Janeiro, 2021 - Edição 263

Sobre o que ficou

Sou um decorador inquieto. Pronto. Encontrei um elogio frente a tantas ausências que moram em mim. Inquieto é palavra boa. A ruim é insatisfeito. Decoro a casa dos outros e a minha própria. Ou as minhas. Mudo com frequência, porque os lugares não me cabem. O vazio é grande demais para que eu me aceite e respire o bom da vida. Minha mãe desistiu de viver. E eu estava em casa. Isso foi há algum tempo. Foi ontem. É hoje em mim.

Decoro lugares e não almas. Sou pouco prendado para falar de suicídios. Mas sei falar de espaços preenchidos ou vazios. Nas casas, há uma proporção para tudo, uso medidas que compõem cenários. Em mim, as medidas são outras. O que sei é que meu pai não se satisfazia, apenas, com minha mãe. Vivia da busca. Da necessidade da conquista. Da carência despedaçada em outras bocas. Da boca de minha mãe, o que saía era o silêncio. E ela sofria. Não sei se foi isso. Escolher culpados é um desajeito dos apressados. O que se vê na superfície é nada diante da profundeza do que se esconde.
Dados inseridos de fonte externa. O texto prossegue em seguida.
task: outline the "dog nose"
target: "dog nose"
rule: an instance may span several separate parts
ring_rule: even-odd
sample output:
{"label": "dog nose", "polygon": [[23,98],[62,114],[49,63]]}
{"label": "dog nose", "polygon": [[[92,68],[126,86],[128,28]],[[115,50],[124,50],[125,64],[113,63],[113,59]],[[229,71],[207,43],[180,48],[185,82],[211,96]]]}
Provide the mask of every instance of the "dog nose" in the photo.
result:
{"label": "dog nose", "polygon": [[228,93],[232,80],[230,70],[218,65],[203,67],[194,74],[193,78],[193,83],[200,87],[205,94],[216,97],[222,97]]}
E ela se foi. E eu fiquei rabiscando uma planta em mim, um desenho

De rasuras em rasuras, cheguei a nada. Se meu pai tinha outros intentos, por que ela não o deixou pra ficar comigo? Ou não era isso, ou era eu que não bastava? Dizem que nada se compara ao amor de mãe. Então, o erro estava em mim. Pouco profundo para preencher. Pouco necessário para satisfazer.

Meu pai prosseguiu a vida nas buscas insanas dos que não se completam. Vejo-o sem o ver. E, cada vez, menos. Há sempre uma desculpa para ambos. E, assim, vamos remarcando. As marcas estão em mim. Sobre ele, não sei. Ele tem, ainda, o colo de mãe. Minha avó pouco fala sobre o ontem. Finge esquecimentos, quando tento resgatar. E se põe a me oferecer doces que não me adoçam. A perguntar perguntas desatentas para matar os instantes. E logo me levanto. E parto sem luz.

Olho os espaços vazios que vou decorar e, em pouco tempo, minha mente resolve. E confesso que dei certo arrumando o onde outros moram. Em mim, moravam perguntas; hoje, mora silêncio.

Ela poderia ter deixado uma carta, uns rabiscos de amor para mim, uma orientação para a orfandade. Deixou nada. Fiquei exposto ao frio dos dias, sem cobertas nem aconchegos. Meu pai me entregou à sua mãe, quando eu nada sabia da vida. Era pequeno. Ainda nada sei. Mas cresci forçado pelo tempo. As poucas fotografias foram retiradas dos antigos móveis para que eu pudesse olhar outros suspiros de vida. Aquela vida se foi. Tola ideia. Eu olho é pra dentro. E, dentro de mim, mora o velho. Os velhos dias em que eu ainda brincava. Sei que não sou o único. E, talvez, nem o mais covarde. Certamente, não sou, também, o mais corajoso. Sou um entre tantos que engatinham explicações.

Ontem, li uma carta que uma tal Cecília enviou a amigos, quando o marido desistiu e a deixou com três filhas, todas de nome Maria. Me fez bem. Ela prosseguiu poetizando e encontrou na palavra a essência da vida que prossegue. A mente precisa de outros respiros para expandir. O pensamento, também, requer distrações para aliviar as quenturas e voltar ao estado normal.

Decidi levar minha avó para ver alguns projetos meus e, depois, tomar sorvete de flocos, seu preferido. Decidi falar nada sobre a dor. Melhor deixá-la quietinha. Os cômodos recebem os móveis que escolhemos. Há alguns que me pedem para levar algum guardado da casa antiga. Eu permito e escolho um canto que não atrapalhe. Deixa lá. É lembrança do que foi ontem. O resto é novo, porque é assim a natureza dos dias. Sobre o que ficou, é melhor não brigar. Nem com os outros nem com os nossos sentimentos.

Há espaços novos a serem preenchidos. Então, é bom decorar, na inquietude ou na calmaria, dependendo do clima do dia, dependendo da companhia. Então, é melhor dar as mãos para quem ficou sem julgar quem foi. Isso mesmo, vou tomar sorvete com a minha avó.

Por Gabriel Chalita - Escritor e membro da Academia Paulista de Letras.